First of all, do your math on your intake needs for your desired weight, not your current weight, otherwise you're just going to get "maintenance". I don't agree with the calorie statement, quite frankly. I am about your height, have been hypothyroid for 7 years and am normal weight--but if I ate that recommended calorie intake, I would gain for sure, regardless of any time spent in the gym. So, while I like nutritionists, sometimes the "standard" advice won't work in practice. There is a great deal of hesitation in asking people to "bite the bullet" or recommend diet plans that may be perceived as difficult to follow. For example, I saw a nutritionist for help with my blood sugars, and she first told me I "needed" 175-200g of carb per day. Really? I eat 125-150g of carbs now, and my sugars are high, and you want me to eat more carbs that will contribute further to the problem? Even then, she was hesitant to recommend lowering the carb count.

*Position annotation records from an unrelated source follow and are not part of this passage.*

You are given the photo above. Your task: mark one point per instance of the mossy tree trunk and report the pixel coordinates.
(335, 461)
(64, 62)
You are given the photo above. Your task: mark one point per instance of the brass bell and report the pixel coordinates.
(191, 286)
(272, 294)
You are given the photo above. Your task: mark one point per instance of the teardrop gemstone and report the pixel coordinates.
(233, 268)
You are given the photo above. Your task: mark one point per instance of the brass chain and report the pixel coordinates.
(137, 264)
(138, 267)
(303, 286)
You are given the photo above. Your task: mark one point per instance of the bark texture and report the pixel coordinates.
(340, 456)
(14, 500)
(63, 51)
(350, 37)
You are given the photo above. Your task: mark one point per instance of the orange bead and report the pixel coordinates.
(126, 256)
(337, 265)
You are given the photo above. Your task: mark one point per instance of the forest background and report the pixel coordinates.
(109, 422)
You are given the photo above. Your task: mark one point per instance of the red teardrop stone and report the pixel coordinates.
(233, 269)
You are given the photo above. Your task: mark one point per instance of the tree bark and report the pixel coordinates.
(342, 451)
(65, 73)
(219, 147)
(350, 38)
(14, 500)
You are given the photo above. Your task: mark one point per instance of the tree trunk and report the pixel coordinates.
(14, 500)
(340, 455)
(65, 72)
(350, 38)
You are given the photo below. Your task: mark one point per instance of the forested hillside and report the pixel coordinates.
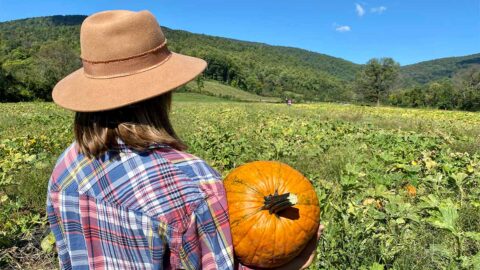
(432, 70)
(35, 53)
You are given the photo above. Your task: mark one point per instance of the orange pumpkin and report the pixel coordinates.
(274, 212)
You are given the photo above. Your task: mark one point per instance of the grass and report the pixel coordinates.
(228, 92)
(350, 153)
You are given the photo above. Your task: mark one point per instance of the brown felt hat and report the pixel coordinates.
(125, 60)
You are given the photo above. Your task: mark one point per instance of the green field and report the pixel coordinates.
(398, 188)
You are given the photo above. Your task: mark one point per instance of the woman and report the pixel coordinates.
(124, 195)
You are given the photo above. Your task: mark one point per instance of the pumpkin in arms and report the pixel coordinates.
(274, 212)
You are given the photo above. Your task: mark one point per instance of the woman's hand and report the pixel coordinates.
(306, 257)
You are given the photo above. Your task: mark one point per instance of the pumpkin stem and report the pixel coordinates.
(276, 203)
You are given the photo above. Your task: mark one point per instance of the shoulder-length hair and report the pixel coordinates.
(138, 126)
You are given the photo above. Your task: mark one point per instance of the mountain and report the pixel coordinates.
(432, 70)
(36, 52)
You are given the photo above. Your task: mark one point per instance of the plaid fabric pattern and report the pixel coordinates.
(158, 209)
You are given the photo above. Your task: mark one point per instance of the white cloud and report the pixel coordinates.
(360, 10)
(378, 10)
(342, 28)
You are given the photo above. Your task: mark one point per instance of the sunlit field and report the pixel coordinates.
(398, 188)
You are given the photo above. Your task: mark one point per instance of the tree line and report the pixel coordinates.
(376, 83)
(36, 53)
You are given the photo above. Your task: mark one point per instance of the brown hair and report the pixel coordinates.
(138, 126)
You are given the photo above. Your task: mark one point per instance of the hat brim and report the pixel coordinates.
(80, 93)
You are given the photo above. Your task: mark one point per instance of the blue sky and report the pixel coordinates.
(409, 31)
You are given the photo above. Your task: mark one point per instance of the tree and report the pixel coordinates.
(376, 79)
(468, 83)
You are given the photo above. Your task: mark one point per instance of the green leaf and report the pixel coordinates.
(48, 243)
(377, 266)
(473, 235)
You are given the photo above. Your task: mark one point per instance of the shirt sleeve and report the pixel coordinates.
(207, 243)
(56, 228)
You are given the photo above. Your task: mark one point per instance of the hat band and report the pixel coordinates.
(126, 66)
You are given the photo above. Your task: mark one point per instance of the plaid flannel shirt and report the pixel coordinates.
(158, 209)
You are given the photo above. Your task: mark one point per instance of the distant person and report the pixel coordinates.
(124, 194)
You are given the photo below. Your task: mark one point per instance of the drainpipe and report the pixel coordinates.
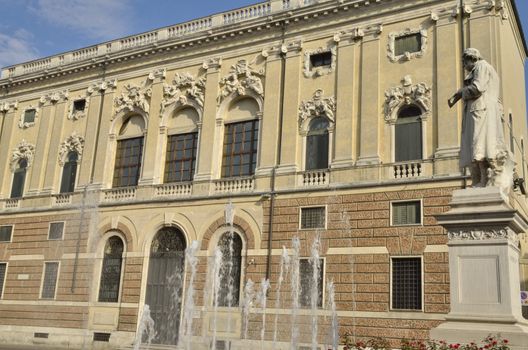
(278, 155)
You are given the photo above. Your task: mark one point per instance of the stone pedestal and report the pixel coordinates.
(484, 269)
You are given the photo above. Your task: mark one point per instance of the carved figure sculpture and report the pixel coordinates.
(483, 148)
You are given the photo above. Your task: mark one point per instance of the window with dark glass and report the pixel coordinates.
(406, 283)
(5, 233)
(56, 230)
(111, 270)
(49, 284)
(69, 173)
(408, 141)
(19, 179)
(321, 59)
(230, 245)
(406, 213)
(317, 145)
(128, 162)
(306, 272)
(408, 43)
(313, 218)
(240, 149)
(181, 157)
(29, 115)
(3, 269)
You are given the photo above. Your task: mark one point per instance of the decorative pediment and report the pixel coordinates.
(24, 150)
(74, 143)
(407, 94)
(184, 87)
(318, 106)
(241, 80)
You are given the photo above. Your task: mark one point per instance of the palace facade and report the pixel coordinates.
(298, 118)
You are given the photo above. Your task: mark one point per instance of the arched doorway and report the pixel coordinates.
(165, 284)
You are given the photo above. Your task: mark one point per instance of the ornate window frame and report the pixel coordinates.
(310, 71)
(407, 56)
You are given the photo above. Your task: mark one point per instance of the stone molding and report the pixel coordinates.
(24, 150)
(75, 143)
(242, 78)
(318, 106)
(391, 51)
(405, 95)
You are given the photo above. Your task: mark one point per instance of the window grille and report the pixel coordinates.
(128, 162)
(407, 283)
(111, 270)
(313, 218)
(49, 284)
(181, 157)
(408, 43)
(56, 230)
(406, 213)
(6, 233)
(306, 276)
(240, 149)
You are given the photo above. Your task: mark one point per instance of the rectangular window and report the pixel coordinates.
(3, 270)
(313, 218)
(6, 233)
(307, 281)
(56, 230)
(49, 283)
(406, 213)
(408, 43)
(321, 59)
(406, 283)
(240, 149)
(128, 162)
(181, 157)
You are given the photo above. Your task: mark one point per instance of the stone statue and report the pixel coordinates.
(482, 146)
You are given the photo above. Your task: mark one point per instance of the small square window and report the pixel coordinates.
(29, 116)
(406, 283)
(321, 59)
(6, 233)
(79, 105)
(313, 218)
(56, 230)
(406, 213)
(307, 281)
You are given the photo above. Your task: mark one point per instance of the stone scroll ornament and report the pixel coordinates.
(242, 78)
(404, 95)
(184, 88)
(24, 150)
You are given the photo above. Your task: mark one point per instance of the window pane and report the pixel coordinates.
(407, 283)
(50, 280)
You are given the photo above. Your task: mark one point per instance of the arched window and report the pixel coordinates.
(19, 179)
(129, 153)
(111, 271)
(317, 144)
(408, 143)
(230, 245)
(69, 172)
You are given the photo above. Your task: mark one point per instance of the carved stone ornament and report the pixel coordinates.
(241, 79)
(74, 143)
(183, 87)
(24, 150)
(481, 235)
(310, 71)
(404, 95)
(391, 51)
(318, 106)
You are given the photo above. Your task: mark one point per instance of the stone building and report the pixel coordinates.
(298, 118)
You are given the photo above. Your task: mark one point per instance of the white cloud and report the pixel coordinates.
(16, 48)
(95, 19)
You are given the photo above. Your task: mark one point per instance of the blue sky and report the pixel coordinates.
(31, 29)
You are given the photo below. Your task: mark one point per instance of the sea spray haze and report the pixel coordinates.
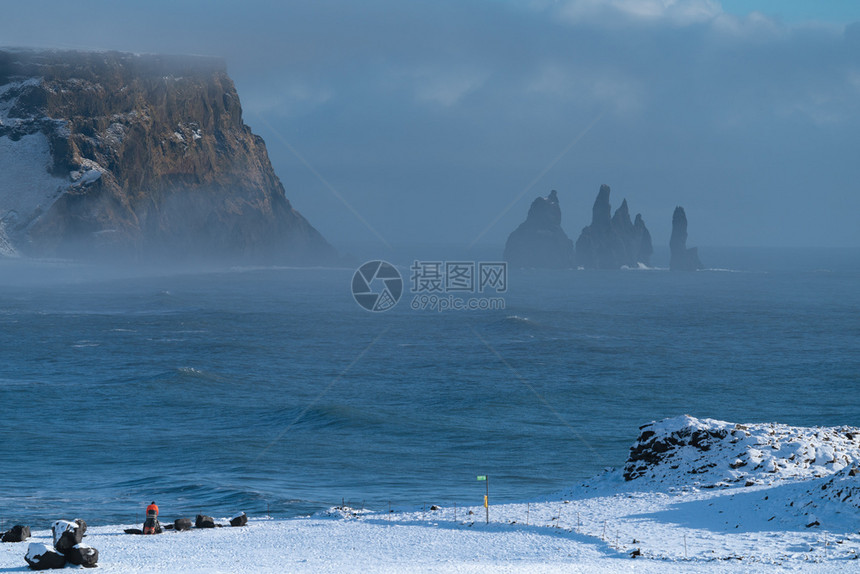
(138, 157)
(270, 389)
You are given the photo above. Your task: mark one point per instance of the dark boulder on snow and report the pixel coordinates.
(66, 535)
(613, 241)
(682, 258)
(41, 557)
(203, 521)
(83, 555)
(540, 241)
(18, 533)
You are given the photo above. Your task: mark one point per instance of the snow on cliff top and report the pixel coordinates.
(708, 453)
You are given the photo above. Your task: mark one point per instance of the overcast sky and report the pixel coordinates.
(426, 121)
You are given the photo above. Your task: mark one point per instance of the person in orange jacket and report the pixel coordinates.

Doctors can prescribe, and will supervise, low calorie, nutritious diets that will help someone jump start weight loss. Generally, calories expended has to exceed calories consumed--so if what you are doing is not working, based on the numbers you are using, you do have room to reevaluate. When you get closer to goal, you then figure out what your intake needs to be to maintain your weight.



> On top of that, it's about 400-600 calories of activity so I should be seeing a more significant drop than I'm seeing.


Are you sure you are using 400--600 calories at the gym? Most people, when going by the "calories burned" on the machines, overestimate what is actually used. Unless you are running 4-6 miles--you use about 100 calories per mile running at a 12 minute pace--you are probably netting less than that. Walking or an aerobics class nets about 50% of that. Truth is, you get good effect from walking 30 minutes every day, especially if you do it after a meal.



> I know that I'm doing all of the right things for a normal person, it just doesn't seem to be working like it used to for me before the Hashi's kicked in.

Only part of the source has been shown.